Current Republican Senators agree. Senator John Cornyn said in 2003:

Just as one Congress cannot enact a law that a subsequent Congress could not amend by majority vote, one Senate cannot enact a rule that a subsequent Senate could not amend by majority vote.''

And Senator Orrin Hatch noted in 2005 that a simple majority can invoke cloture and adopt a rules change it is clear that the Senate, at the beginning of a new Congress, can invoke cloture and amend its rules by simple majority.

As I said earlier, some on the other side of the aisle have drawn a false equivalency between the constitutional option and the Republicans' threatened nuclear option of 2005. Yet this misses a crucial distinction. The nuclear option sought to change Senate rules in midsession. The constitutional option follows Senate precedent and would change the rules only at the start of the new Congress.

We don't have to reform the rules with only a majority vote in January. That is up to my colleagues on the other side of the aisle. Each time the filibuster rule has been amended in the past, a bipartisan group of Senators was prepared to use the constitutional option. But they didn't have to. With the inevitability of a majority vote on the reforms looming, enough Members agreed on a compromise and passed the changes with two-thirds in favor.

We could do that again in January. I know many of my Republican colleagues agree with me. The Senate is not working. I said 2 years ago that I would push for the same reforms at the beginning of the next Congress--regardless of which party was in the majority. If Leader McConnell was going to be the majority leader in January, I would ask him to work with me on implementing these reforms.

I will say again that the proposed changes will reform the abuse of the filibuster, not trample the legitimate rights of the minority party. I am willing to live with all of the changes we are proposing, whether I am in the majority or minority.

The other side has suggested that a change in the rules is an affront to the American public but the real affront would be to allow the abuse of the filibuster to continue.

It has also been suggested that ``the campaign is over.'' Well, this effort to change the rules has something to do with the results of the campaign. The American people sent us a message. We have to change the way we do business. We have to govern and pay attention to jobs and the economy and the things that matter to American families. That was their message, and we would do well to listen to it.

As to the comment that some of the reformers are ``sophomores,'' true enough.
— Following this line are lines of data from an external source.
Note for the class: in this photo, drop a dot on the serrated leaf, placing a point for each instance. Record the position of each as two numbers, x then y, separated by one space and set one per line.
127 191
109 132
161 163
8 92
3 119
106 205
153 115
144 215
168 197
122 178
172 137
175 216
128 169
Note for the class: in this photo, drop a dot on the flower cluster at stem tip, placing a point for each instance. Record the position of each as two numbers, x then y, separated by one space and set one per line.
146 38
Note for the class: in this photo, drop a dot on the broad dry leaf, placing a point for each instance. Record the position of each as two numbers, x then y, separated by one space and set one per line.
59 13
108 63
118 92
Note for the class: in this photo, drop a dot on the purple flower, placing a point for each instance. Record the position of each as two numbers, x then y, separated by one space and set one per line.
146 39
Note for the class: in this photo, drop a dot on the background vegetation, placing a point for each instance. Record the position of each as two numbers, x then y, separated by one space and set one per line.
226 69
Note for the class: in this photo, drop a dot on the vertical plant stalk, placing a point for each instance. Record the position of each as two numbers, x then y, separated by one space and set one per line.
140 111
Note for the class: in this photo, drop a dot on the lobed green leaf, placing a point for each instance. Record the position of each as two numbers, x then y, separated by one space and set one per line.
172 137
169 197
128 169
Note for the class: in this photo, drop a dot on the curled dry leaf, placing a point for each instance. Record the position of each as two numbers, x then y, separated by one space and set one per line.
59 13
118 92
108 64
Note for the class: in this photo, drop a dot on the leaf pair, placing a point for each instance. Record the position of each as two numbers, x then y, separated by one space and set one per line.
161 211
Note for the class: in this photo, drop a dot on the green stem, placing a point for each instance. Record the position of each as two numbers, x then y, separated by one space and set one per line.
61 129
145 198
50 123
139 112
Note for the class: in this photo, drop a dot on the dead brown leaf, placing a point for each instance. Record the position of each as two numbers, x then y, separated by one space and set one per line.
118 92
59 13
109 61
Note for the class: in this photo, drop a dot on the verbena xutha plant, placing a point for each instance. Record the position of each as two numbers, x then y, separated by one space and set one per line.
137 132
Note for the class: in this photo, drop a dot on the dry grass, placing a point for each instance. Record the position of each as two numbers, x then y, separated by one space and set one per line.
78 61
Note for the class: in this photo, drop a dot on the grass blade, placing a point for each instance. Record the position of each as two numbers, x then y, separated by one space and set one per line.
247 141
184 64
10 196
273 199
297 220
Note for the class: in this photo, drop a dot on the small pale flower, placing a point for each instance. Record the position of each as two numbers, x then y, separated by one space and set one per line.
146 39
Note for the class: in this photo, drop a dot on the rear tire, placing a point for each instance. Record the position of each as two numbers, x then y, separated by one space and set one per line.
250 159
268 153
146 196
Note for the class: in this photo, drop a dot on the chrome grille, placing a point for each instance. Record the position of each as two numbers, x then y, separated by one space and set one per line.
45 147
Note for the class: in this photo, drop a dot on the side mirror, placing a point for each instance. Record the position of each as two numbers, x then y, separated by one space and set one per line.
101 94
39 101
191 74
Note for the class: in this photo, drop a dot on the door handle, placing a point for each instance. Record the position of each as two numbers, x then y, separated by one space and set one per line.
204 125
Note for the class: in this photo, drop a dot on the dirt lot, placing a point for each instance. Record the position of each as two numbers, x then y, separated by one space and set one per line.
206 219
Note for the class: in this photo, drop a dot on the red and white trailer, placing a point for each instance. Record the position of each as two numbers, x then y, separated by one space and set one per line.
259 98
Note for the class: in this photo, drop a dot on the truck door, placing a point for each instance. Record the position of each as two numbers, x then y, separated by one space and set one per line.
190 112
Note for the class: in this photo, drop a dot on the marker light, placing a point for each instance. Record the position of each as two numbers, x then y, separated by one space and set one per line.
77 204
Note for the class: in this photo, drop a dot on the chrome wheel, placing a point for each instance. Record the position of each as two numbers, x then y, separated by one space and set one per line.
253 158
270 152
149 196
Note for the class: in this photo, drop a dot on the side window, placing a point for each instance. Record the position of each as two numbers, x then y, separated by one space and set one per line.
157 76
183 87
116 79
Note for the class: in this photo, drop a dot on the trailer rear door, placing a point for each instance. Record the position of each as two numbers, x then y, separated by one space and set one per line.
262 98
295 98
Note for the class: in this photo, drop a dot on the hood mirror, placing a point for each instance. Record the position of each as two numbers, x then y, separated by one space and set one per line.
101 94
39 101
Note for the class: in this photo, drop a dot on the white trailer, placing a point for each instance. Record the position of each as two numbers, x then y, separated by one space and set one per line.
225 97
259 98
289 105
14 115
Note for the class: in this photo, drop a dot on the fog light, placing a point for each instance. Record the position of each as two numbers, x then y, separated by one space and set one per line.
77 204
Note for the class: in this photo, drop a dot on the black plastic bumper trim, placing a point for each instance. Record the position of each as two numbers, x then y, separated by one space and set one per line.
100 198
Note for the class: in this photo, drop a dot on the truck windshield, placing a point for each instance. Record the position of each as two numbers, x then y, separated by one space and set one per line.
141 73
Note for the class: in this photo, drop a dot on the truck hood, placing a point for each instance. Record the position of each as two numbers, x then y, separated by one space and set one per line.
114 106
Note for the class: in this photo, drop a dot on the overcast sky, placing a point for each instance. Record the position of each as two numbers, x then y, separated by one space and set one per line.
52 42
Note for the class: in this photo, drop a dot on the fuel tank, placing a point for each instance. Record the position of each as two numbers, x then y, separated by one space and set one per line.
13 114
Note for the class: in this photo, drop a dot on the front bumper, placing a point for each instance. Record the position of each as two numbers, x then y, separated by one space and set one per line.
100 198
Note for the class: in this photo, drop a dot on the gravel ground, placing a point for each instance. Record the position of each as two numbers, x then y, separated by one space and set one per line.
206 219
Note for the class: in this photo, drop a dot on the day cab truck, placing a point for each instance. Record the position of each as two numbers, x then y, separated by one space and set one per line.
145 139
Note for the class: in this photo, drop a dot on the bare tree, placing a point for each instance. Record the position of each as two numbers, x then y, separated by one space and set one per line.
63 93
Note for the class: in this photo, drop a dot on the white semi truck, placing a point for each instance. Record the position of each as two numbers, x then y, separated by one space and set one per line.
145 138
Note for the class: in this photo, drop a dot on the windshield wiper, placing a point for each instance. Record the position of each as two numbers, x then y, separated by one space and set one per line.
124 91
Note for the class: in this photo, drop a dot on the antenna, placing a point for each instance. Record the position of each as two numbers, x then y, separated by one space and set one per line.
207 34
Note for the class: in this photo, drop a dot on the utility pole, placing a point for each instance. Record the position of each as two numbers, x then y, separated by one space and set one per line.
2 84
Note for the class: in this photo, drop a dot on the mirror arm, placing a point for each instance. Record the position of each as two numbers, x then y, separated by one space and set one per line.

Senator Merkley and I are relatively new to this Chamber, but I don't think the American people think that is a bad thing because we came here to find solutions, to actually get things done for the American people. But what we found was a graveyard of good ideas. No real debate. No real consideration.

Under the abuse of the current rules, all it takes to filibuster is one Senator picking up the phone, period. Doesn't have to even go on the floor and defend it. Just a phone call by one Senator. No muss. No fuss. No inconvenience. Except for the American public. Except for a nation that expects and needs a government that works, a government that actually works together and finds common ground.

Maybe some of my colleagues believe that the Senate is working as it should that everything is fine. Well, Mr. President, we sophomores do not take that view. It isn't working. It needs to change, and I know plenty of experienced Senators agree.

The American people, of all political persuasions, are clamoring for a government that actually gets something done. The challenges are too great, the stakes are too high, for a government of gridlock to continue.